The town is situated adjacent to Glen Ridge and West Palm Beach and is located near the Palm Beach International Airport.

===Climate===
Cloud Lake has a tropical climate, similar to the climate found in much of the Caribbean. It is part of the only region in the 48 contiguous states that falls under that category. More specifically, it generally has a tropical rainforest climate (Köppen climate classification: Af), bordering a tropical monsoon climate (Köppen climate classification: Am).

==Demographics==

Historical population
| Census | Pop. | Note | %± |
| 1950 | 132 |  | — |
| 1960 | 148 |  | 12.1% |
| 1970 | 136 |  | −8.1% |
| 1980 | 160 |  | 17.6% |
| 1990 | 121 |  | −24.4% |
| 2000 | 167 |  | 38.0% |
| 2010 | 135 |  | −19.2% |
| 2020 | 134 |  | −0.7% |
U.S. Decennial Census

===2010 and 2020 census===

Cloud Lake racial composition (Hispanics excluded from racial categories) (NH = Non-Hispanic)
| Race | Pop 2010 | Pop 2020 | % 2010 | % 2020 |
|---|---|---|---|---|
| White (NH) | 96 | 67 | 71.11% | 50.00% |
| Black or African American (NH) | 8 | 4 | 5.93% | 2.98% |
| Native American or Alaska Native (NH) | 0 | 1 | 0.00% | 0.75% |
| Asian (NH) | 0 | 1 | 0.00% | 0.75% |
| Pacific Islander or Native Hawaiian (NH) | 0 | 0 | 0.00% | 0.00% |
| Some other race (NH) | 0 | 0 | 0.00% | 0.00% |
| Two or more races/Multiracial (NH) | 0 | 5 | 0.00% | 3.73% |
| Hispanic or Latino (any race) | 31 | 56 | 22.96% | 41.79% |
| Total | 135 | 134 | 100.00% | 100.00% |

As of the 2020 United States census, there were 134 people, 98 households, and 64 families residing in the town.

As of the 2010 United States census, there were 135 people, 77 households, and 46 families residing in the town.

===2000 census===
As of the census of 2000, there were 167 people, 62 households, and 43 families residing in the town. The population density was 1,074.7/km^{2} (2,651.8/mi^{2}).

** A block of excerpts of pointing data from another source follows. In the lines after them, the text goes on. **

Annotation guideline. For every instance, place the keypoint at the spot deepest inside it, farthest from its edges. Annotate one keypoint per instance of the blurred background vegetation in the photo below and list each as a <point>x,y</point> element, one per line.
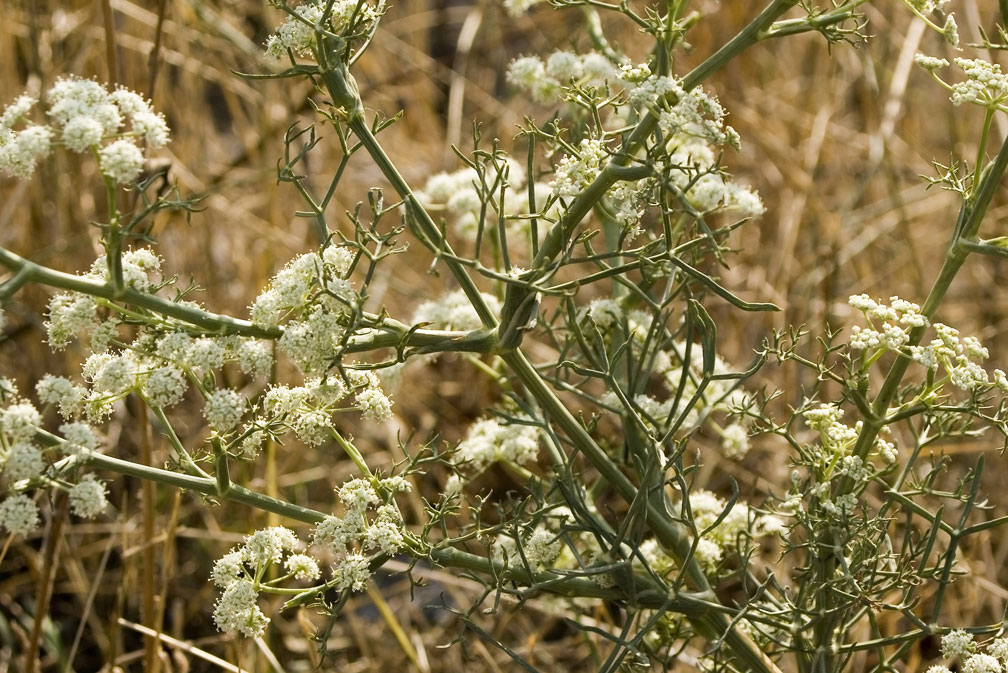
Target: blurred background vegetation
<point>835,139</point>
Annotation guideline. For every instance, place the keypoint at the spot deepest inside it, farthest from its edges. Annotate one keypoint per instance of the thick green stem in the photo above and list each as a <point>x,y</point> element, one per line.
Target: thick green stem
<point>214,323</point>
<point>971,217</point>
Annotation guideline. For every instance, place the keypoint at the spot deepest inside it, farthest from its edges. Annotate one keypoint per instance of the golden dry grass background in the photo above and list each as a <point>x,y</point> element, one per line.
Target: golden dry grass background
<point>835,141</point>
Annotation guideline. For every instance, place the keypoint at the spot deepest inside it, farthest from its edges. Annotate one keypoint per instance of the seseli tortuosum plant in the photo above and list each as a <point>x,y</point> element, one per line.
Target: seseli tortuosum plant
<point>584,266</point>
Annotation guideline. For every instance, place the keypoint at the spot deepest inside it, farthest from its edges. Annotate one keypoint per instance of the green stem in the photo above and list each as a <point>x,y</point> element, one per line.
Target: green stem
<point>214,323</point>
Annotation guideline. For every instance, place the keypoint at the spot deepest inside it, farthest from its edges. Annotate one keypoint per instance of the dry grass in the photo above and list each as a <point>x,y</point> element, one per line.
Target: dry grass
<point>835,144</point>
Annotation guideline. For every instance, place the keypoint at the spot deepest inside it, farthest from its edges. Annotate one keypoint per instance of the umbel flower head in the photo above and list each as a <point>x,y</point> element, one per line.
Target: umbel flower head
<point>85,117</point>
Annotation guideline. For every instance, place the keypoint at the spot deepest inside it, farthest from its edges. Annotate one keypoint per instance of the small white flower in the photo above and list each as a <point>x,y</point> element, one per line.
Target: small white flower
<point>374,404</point>
<point>223,409</point>
<point>352,572</point>
<point>384,535</point>
<point>228,569</point>
<point>358,495</point>
<point>302,567</point>
<point>267,546</point>
<point>24,460</point>
<point>238,611</point>
<point>999,649</point>
<point>19,515</point>
<point>957,643</point>
<point>541,548</point>
<point>20,421</point>
<point>164,386</point>
<point>59,391</point>
<point>981,663</point>
<point>121,160</point>
<point>929,63</point>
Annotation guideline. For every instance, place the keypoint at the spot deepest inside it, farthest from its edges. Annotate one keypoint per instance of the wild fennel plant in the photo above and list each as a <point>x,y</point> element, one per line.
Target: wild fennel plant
<point>597,241</point>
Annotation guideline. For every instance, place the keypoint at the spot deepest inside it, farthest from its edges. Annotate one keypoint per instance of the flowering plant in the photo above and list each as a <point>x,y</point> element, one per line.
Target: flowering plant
<point>585,284</point>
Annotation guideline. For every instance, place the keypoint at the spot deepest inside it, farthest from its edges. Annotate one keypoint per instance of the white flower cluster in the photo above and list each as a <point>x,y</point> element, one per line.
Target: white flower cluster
<point>691,166</point>
<point>458,195</point>
<point>371,524</point>
<point>76,315</point>
<point>20,150</point>
<point>312,295</point>
<point>86,117</point>
<point>716,541</point>
<point>960,644</point>
<point>985,84</point>
<point>22,459</point>
<point>576,172</point>
<point>308,409</point>
<point>547,82</point>
<point>540,547</point>
<point>240,574</point>
<point>454,311</point>
<point>297,32</point>
<point>490,440</point>
<point>154,365</point>
<point>959,357</point>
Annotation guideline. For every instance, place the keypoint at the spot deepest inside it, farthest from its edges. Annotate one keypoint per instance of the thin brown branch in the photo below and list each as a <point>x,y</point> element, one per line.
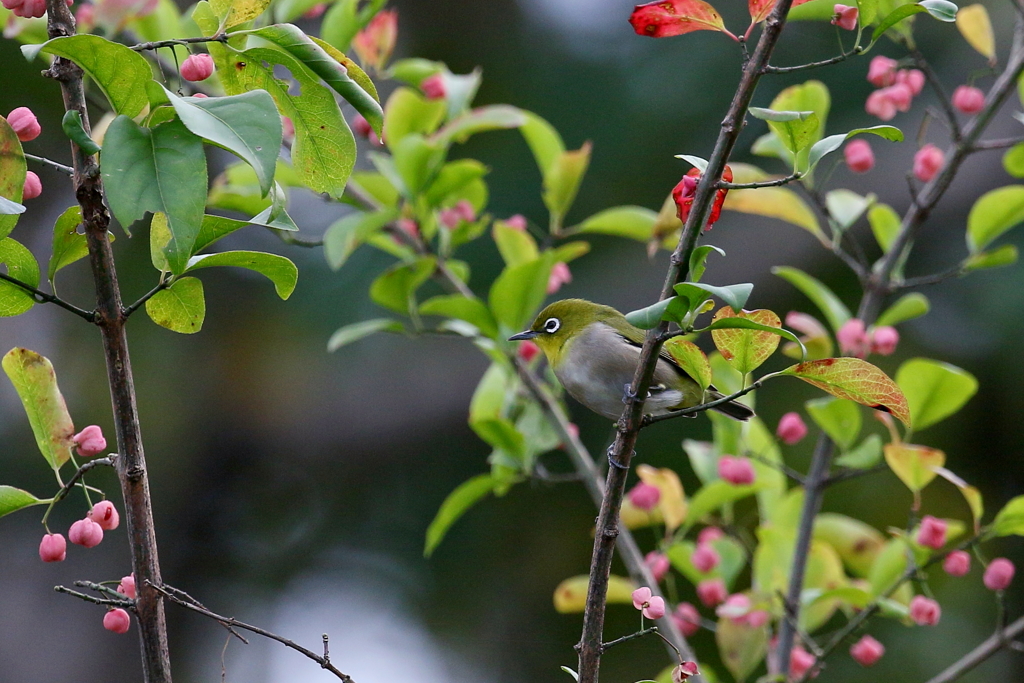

There were 68 housing units at an average density of 437.6/km^{2} (1,079.8/mi^{2}). The racial makeup of the town was 87.43% White (68.9% Non-Hispanic White), 2.99% African American, 7.78% Asian, and 1.80% from two or more races. Hispanic or Latino of any race were 30.54% of the population.

In 2000, there were 62 households out of which 30.6% had children under the age of 18 living with them, 56.5% were married couples living together, 9.7% had a female householder with no husband present, and 30.6% were non-families. 25.8% of all households were made up of individuals and 9.7% had someone living alone who was 65 years of age or older. The average household size was 2.69 and the average family size was 3.33. The median income for a household in the town was $55,625, and the median income for a family was $57,292. Males had a median income of $31,250 versus $30,833 for females. The per capita income for the town was $24,311. None of the population or families were below the poverty line.

As of 2000, English was the first language of 100% of its residents. It, along with Briny Breezes, Golf, and Jupiter Inlet Colony were the only municipalities in Palm Beach county with all residents having the mother tongue of English.